A rapid decrease of serum potassium concentrations during haemodialysis produces a significant increase in blood pressure parameters at the end of the session, even if effects on intra-dialysis pressure are not seen. Paradoxically, in animal models potassium is a vasodilator and decreases myocardial contractility. The purpose of this trial is to study the precise haemodynamic consequences induced by acute changes in potassium concentration during haemodialysis.
In 24 patients, 288 dialysis sessions, using a randomised single blind crossover design, we compared six dialysate sequences with different potassium profiles. The dialysis sessions were divided into 3 tertiles, casually modulating potassium concentration in the dialysate between the value normally used K and the two cut-off points K+1 and K-1 mmol/l. Haemodynamics were evaluated in a non-invasive manner using a finger beat-to-beat monitor.
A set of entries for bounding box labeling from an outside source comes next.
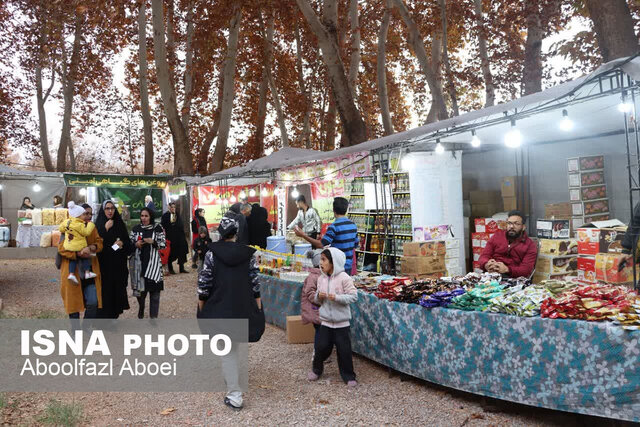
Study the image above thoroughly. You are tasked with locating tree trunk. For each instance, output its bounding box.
[586,0,639,62]
[376,0,393,135]
[473,0,496,107]
[211,2,242,172]
[260,12,289,147]
[294,20,311,149]
[138,0,154,175]
[56,11,84,172]
[394,0,448,123]
[182,0,194,136]
[151,0,193,176]
[296,0,367,145]
[36,64,56,172]
[439,0,460,116]
[522,4,545,95]
[349,0,360,100]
Comparing K-1 and K+1, differences were found within the tertiles regarding systolic (+5.3, +6.6, +2.3 mmHg, p < 0.05, < 0.05, ns) and mean blood pressure (+4.3, +6.4, -0.5 mmHg, p < 0.01, < 0.01, ns), as well as peripheral resistance (+212, +253, -4 dyne.sec.cm -5, p < 0.05, < 0.05, ns). The stroke volume showed a non-statistically-significant inverse trend (-3.1, -5.2, -0.2 ml). 18 hypotension episodes were recorded during the course of the study. 72% with K-1, 11% with K and 17% with K+1 (p < 0.01 for comparison K-1 vs. K and K-1 vs. K+1).
A rapid decrease in the concentration of serum potassium during the initial stage of the dialysis-obtained by reducing the concentration of potassium in the dialysate-translated into a decrease of systolic and mean blood pressure mediated by a decrease in peripheral resistance. The risk of intra-dialysis hypotension inversely correlates to the potassium concentration in the dialysate.